A large fraction of the galaxies in the survey cannot be seen at low powers. Many can only be seen at 300-400X. That means my f.o.v generally is less than 8 arc minutes. One might expect that it would be easier to locate the star field with an eyepiece providing a wide field, and then switch to a higher power, narrower field, eyepiece. However, more often than not, I would move the scope slightly when changing eyepieces. I wouldn't recognize the new field, and I would have to repeat the process. It also didn't help that my dob doesn't track. An 8' field moves by rather quickly.

I found it was best to leave my high power eyepiece in the scope during the entire observing session. Consequently, at the beginning of the session, it was important to precisely align the cross hairs of the finder scope with the center of the field of the main scope. When hunting down a new target, I would first find a relatively "bright" star within 0.5 of the target and locate it in the cross hairs of the finder. Then, while viewing through the main scope at 400X, I would star-hop from that reference star to the target.

Star hopping at 400X requires extraordinary star charts. No printed atlas exists. Some planetarium programs, with the appropriate data files, have the capability of displaying enough stars. However, I don't like using a computer in the field. Also, planetarium programs can display just about any field size. I find this flexibility confusing in the field. I like to work with charts with consistent field sizes and calibrate my senses to them. Consequently, for objects away from the center of the cluster, I used "The Sky" to make finder charts approximately 1X1.25. These would show the locations of perhaps a dozen objects. In addition, I downloaded a Digitized Sky Survey image of each object centered in a 15'X15' field. With this set of charts and images, I could quickly star hop to an object, compare the view to a real image of the area, and unambiguously identify the target. I became quite proficient at star hopping at 400X. The greatest difficulty was overcoming the rapid drift while consulting charts. However, because the charts were all consistent, the time I spent at them was minimal. I also quickly learned to move the scope about the right amount for the amount of time I was away from the eyepiece.

Objects are much denser at the center of the cluster. I didn't bother making a printed star chart for the central 1X1 area. Instead, I downloaded one DSS image file for the 1X1 area and labeled each galaxy in Photoshop.

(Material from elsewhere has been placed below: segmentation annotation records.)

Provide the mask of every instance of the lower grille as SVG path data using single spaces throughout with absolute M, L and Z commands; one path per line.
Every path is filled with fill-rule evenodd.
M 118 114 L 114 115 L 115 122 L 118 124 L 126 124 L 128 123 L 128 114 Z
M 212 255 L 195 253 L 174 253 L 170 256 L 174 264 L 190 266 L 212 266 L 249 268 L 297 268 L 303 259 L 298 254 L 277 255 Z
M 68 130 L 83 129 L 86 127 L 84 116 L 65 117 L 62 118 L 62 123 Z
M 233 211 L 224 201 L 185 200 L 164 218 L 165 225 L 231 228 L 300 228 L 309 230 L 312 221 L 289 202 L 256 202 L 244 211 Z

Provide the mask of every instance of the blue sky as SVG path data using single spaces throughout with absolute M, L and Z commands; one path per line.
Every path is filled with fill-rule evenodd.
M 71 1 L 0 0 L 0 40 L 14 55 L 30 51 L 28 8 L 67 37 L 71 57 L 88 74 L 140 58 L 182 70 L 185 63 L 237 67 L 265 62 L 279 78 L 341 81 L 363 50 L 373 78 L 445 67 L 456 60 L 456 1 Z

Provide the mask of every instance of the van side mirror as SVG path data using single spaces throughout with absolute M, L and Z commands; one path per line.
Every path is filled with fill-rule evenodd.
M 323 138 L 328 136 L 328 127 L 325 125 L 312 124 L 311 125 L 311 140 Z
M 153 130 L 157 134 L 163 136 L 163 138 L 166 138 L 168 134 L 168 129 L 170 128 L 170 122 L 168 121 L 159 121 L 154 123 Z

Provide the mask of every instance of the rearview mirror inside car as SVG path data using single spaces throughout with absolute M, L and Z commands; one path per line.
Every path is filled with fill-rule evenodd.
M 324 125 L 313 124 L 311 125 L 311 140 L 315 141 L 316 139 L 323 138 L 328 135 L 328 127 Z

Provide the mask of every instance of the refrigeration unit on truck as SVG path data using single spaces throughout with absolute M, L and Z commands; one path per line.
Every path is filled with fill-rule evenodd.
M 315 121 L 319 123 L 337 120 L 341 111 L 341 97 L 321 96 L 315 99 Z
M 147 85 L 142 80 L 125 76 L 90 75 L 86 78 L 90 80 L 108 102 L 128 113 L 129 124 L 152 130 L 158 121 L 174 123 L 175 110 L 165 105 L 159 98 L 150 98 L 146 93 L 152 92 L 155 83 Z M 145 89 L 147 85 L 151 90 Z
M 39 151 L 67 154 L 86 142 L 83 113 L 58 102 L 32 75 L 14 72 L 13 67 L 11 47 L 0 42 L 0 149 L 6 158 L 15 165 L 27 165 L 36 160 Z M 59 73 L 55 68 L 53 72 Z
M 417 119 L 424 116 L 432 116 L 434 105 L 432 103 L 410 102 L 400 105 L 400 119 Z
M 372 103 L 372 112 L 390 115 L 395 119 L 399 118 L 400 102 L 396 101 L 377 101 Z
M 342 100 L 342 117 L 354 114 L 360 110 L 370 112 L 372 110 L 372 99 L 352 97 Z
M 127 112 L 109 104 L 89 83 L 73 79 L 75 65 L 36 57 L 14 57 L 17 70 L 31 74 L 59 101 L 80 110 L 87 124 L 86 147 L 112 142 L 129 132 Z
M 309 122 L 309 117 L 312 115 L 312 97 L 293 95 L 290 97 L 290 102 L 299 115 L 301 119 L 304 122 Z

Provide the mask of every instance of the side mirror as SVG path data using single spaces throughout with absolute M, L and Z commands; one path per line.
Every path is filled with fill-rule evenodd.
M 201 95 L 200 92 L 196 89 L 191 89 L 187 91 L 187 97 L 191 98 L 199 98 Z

For use in the field, I divided the 1X1 labeled image file into six sections, approximately 0.3X0.5, and printed them out. Each of these smaller charts has as many as 40 galaxies on it and was sufficient to identify most of the objects. Individual DSS images of each galaxy wasn't necessary. Often I spent an entire observing session at 400X on just one of these charts, never moving more than 0.5. Once I got started, unless I bumped the scope, I never had to look through the finder again.

It sure would be nice to get a tracking scope for my next birthday.